Retirement: Is Retiring At 80% Really That Risky? | Why 80% Might Actually Be Better Than 95%

  • 8th Jun 2023
  • 2 min read

If you use a financial planner, or buy some retirement planning software, or are very good with Excel, you're going to come upon the words "Monte Carlo Simulation". That process runs a high number of future scenarios and calculates the odds that your retirement savings will last till your death. To the many data nerds around here, this makes sense, but when the model produces 80% versus 95% confidence, what do you do? This video speaks to this topic. Keep in mind it's opinion/advice.

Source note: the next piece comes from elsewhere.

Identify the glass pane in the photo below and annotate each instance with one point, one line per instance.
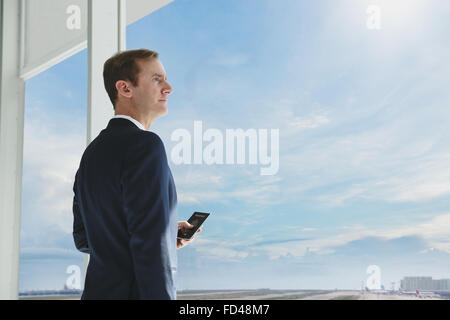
(361, 104)
(54, 140)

https://www.youtube.com/watch?v=B5pqgDu2prI

I had lunch recently with a former Corning WL employee - Jim F. He's recently retired. He left Corning and became a well respected teacher in this area. I had lunch with him because in a previous interaction he and his wife mentioned they had moved from a home to a townhouse and were in the process of moving back to a home. I was interested in this event since retirees do sometimes think about changing housing situations. The short version of the story - be careful when moving into a new construction situation where the HOA is not well formed. In their case, the builder had been subsidizing the HOA by a large amount, so when it was handed over to the property owners their HOA dues more than doubled. A gradual increase in HOA dues is expected, but this was not.